When the king and the people and 450 prophets of Baal were gathered to the top of Mount Carmel, Elijah proposed a contest between their god and his true and living God. Elijah instructed that two altars of stone be built, and two bullocks cut up and their pieces laid on both altars, but they should put no fire under them. Elijah then challenged the people, and they agreed, that they should pray to their gods for fire to fall on their altar, and Elijah would pray to God for fire to fall on his altar, and the God that answered would be the true God. The people prayed to their gods and cut themselves with knives from morning until evening, but no fire fell on Baal's altar. Elijah was brave enough to mock their gods. Elijah then told the people to gather close to him. He then repaired an altar of God that evidently was already there, and he added twelve stones to it, and he ordered a trench to be dug around it, and he put the pieces of the bullock on the wood on the altar, and he had four barrels of water poured three times on the altar so that the water filled the trench. Elijah then made a short prayer to God that He would show the people that He is the only true God and fire fell from God and consumed the bullock, the wood, and even the stones and dust, and evaporated all of the water in the trench. And the Lord said that it was a "burnt sacrifice." Then all the people, who had been worshippers of Baal, fell on their faces and worshipped God except for the 450 prophets of Baal. Elijah had those 450 prophets of Baal executed. I Kings 18:21-40 (KJB). 

God gave the burnt offering to Noah and the Israelites for a specific purpose. God promised Noah, and all who read the Bible, that He would never again "smite;" that is, kill all of His living humans whom He creates in His image, and whom He loves, as He had done with the worldwide flood. God often kills people who allow evil to dominate their lives, but He never permanently kills their subdued good natures that He has created in His image. Genesis 8:20-21 (KJB). God knows exactly how to cause all of the good natures of all humans to repent and return to faith in Him of their own free will. John 5:24; Revelation 5:11-14 (KJB). 

God caused Elijah to use a burnt sacrifice to divide the people between the believers and the unbelievers. God will do the same with His fiery wrath against evil and unbelief in the end of the world. Christ will appear to all living humans "on the earth, and under the earth," and He will cause them all to repent and return to faith in Him as their Savior so that He can use His fiery wrath against evil to dissolve their beings to separate their good and living natures from their dead and unbelieving natures. God will then recreate their believing natures with new bodies to live forever on His recreated earth, and He will cast their dead and unbelieving natures into the eternal lake of fire. Revelation 5:11-14; II Peter 3:9-13; Matthew 13:36-43; Luke 3:16-17; Revelation 20:11-15; Revelation 21:1-5 (KJB). 

Jesus promised that He would not judge believers and unbelievers until the end of the world. John 12:46-48; II Timothy 4:1 (KJB). Every human is a believer and an unbeliever in their inner beings.
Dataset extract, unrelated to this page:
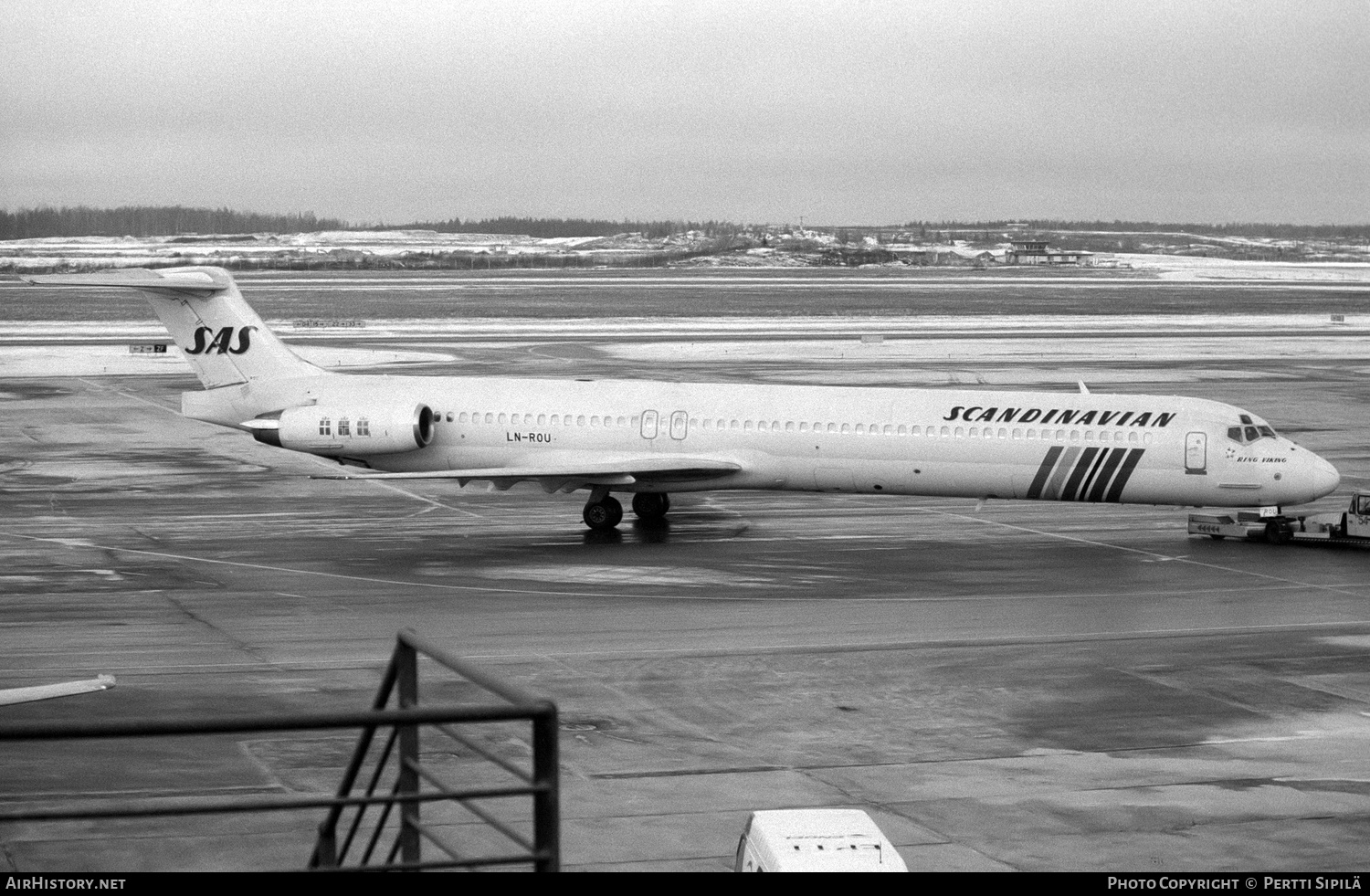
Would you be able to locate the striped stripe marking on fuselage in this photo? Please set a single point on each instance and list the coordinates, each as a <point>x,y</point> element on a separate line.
<point>1084,474</point>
God will reawaken the faith of all of His living humans so that He can save them from eternal death. He will be able to do that because of His death, burial, and resurrection. John 12:31-32 (KJB). Unbelief is totally evil and can never repent. So, God will utterly destroy the dead and evil natures of all humans. Revelation 20:11-15 (KJB). 

The people who returned to faith in God because of Elijah's burnt sacrifice represent the entire, living human race that God will save. I Timothy 4:10 (KJB). Baal's 450 prophets that Elijah had killed represent the evil unbelief of all dead humans that God will cast into the eternal lake of fire. Revelation 20:11-15; Matthew 12:31-32 (KJB).